Dans le rôle-titre, le baryton italien Franco Vassallo – qui a chanté cette partie rien moins qu'au Met – campe un formidable Falstaff, à la diction impeccable, à la voix saine et généreuse, à l'aisance scénique indéniable. Son interprétation vocale culmine dans un « Mondo ladro » grandiose et touchant, où le médium de la voix donne support à un superbe phrasé (« Ber del vin dolce ») qui rend pleinement compte de ce moment majeur de l'ouvrage. Autour de lui, le plateau est dominé par la magnifique Alice de Maija Kovalevska qui phrase - malgré sa voix corsée - avec scrupule et élégance, ne sacrifiant jamais les mots au bénéfice de la chaleur et de la rondeur du timbre.
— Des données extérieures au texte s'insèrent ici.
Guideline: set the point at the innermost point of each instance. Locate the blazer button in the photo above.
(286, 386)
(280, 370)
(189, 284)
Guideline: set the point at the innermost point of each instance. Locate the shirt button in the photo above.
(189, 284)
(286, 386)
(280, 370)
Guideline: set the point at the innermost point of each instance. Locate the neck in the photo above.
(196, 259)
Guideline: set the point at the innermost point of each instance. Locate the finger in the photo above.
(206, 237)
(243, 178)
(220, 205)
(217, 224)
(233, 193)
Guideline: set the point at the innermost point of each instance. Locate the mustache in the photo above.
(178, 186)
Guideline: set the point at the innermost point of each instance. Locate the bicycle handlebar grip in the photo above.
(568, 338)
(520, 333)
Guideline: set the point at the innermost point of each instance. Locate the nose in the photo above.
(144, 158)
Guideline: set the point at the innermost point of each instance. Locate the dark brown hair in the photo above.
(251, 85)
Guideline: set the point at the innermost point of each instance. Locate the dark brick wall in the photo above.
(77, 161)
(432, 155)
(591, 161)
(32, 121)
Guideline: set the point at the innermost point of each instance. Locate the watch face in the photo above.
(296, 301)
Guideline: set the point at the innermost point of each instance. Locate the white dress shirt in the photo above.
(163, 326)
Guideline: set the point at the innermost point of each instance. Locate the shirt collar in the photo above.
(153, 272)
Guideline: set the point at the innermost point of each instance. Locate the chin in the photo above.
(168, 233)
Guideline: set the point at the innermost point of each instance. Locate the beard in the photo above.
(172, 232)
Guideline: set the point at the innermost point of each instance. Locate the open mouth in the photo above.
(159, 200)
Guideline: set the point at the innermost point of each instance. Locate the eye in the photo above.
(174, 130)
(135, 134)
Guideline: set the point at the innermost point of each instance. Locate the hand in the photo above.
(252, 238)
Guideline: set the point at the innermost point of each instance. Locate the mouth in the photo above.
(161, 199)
Le Ford du baryton oudmourte Konstantin Shushakov n'est pas en reste, avec une voix robuste et bien placée, qui fait merveille dans un monologue (« E sogno ? O realta ? ») qu'il charge de rage et de douleur.
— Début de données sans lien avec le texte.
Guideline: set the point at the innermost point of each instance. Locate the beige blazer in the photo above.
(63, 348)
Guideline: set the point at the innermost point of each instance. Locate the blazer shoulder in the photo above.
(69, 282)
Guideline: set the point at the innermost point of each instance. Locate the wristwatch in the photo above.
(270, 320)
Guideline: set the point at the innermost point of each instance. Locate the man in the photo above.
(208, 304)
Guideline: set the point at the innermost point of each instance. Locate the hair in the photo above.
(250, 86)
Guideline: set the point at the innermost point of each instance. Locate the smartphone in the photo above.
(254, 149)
De son côté, la mezzo franco-marocaine Ahlima Mhamdi – dont chacune des apparitions sur la scène genevoise suscite l'enthousiasme – tire le meilleur parti des interventions de Meg Page. D'une rouerie parfaitement consommée, rompue qu'elle est aux effets comiques, l'excellente mezzo française Marie-Ange Todorovitch fait résonner ses beaux graves dans le rôle de Mrs Quickly, tout en témoignant d'un perceptible amour pour la musique et le théâtre de Verdi. Autre grand habitué des lieux, le ténor argentin Raul Gimenez incarne un percutant Dr Caïus, avec sa voix puissamment projetée et une composition scénique d'un convaincant relief. Ravissante - mais un peu terne vocalement parlant, -, la Nanetta de Mary Feminear, face au Fenton un peu pâlichon également du ténor kazakh Medet Chotabaev, avare de passion et de séduction, notamment dans les phrases les plus exposées de la tessiture. Enfin, Erlend Tvinnereim (Bardolfo) et Alexander Milev (Pistola) s'avèrent crédibles dans leur partie respective.
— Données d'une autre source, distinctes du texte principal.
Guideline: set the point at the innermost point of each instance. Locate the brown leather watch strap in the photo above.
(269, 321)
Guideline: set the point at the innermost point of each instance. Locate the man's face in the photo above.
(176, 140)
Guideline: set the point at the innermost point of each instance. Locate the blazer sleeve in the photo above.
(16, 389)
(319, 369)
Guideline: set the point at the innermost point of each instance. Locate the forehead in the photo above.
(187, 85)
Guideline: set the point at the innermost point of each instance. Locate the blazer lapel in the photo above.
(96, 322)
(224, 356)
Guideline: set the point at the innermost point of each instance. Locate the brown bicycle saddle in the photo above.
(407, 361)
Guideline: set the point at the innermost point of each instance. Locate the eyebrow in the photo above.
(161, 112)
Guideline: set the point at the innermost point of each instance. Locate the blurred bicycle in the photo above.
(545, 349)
Après le noir comme couleur unique dans le Don Carlo carsenien vu à Strasbourg ces jours-ci, ce sont les nuances de gris qui dominent entièrement la palette du spectacle genevois, mis en scène par l'allemand Lukas Hemleb. Avec son scénographe Alexander Polzin, il a imaginé un décor unique composé d'un grand monolithe de granit gris, couleur à laquelle répond également la plupart des costumes conçus par Andrea Schmidt-Futterer. Cette grisaille et cette austérité permanentes nous paraissent peu coller à l'histoire et à ses rebondissements, en plus qu'elles lassent très vite le regard, et nous lui préférons de loin la version inversement très colorée d'un Jean-Louis Grinda, comme vue à Marseille la saison passée.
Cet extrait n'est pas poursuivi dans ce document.